Weeknote 20/27

Looking back, weeknotes always came in seasons. I wrote them quite regularly for a period of time, then stopped and, after a while, started again. Sometimes the break was intentional, sometimes it just happened.¹

Last season ended (with a very weak finale) because I left for a sabbatical with my family. I returned in April, but I didn’t feel like continuing. Instead, I started to publish a newsletter (subscribe here to receive a monthly email from me). I wanted to try a different format and since I like receiving email-newsletters, I went with it. There wasn’t a masterplan, so I had no idea how it would turn out, what topics would be covered, what structure it had. I thought that it might make the weeknotes redundant. But after publishing two issues, and working on the third, I still don’t know what it will turn out like, but I know that it’s different than weeknotes.
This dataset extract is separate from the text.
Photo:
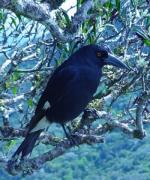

So here’s the new season. A Limited Event Series. Just 8 issues. After that, another hiatus.

I’m currently working on two projects, with two different teams, for one client. Since I started during the lockdown, when everybody was working from home, I haven’t yet met the people I work with IRL. That’s a first for me. And if you would have asked me before all of this, I would have probably said that it would be a horrible project setup. Remote working can be OK, but then you have to know those people already, right?

Turns out, it doesn’t feel awkward. Although I only have a highly compressed two-dimensional impression of these people, it’s quite possible to establish a very good working relationship. Maybe the awkwardness comes, when we will finally meet in person and realize that we had a completely different image of each other.

Whoa, time is up (this seasons is not just limited to eight weeks, but also the writing process is strictly time-boxed).

I leave you with a must-see recommendation, because it’s related to weeknotes: “What Is David Working on Today?” It’s the best thing on YouTube (this is the second best, not related but still).

  1. A pattern: After a streak of weekly posts, I miss a week because life’s busy or I’m sick or I just don’t feel like it. The week after, it happens again. Now that I missed two weeks, I can also skip a third… And suddenly the chain is broken. End of season.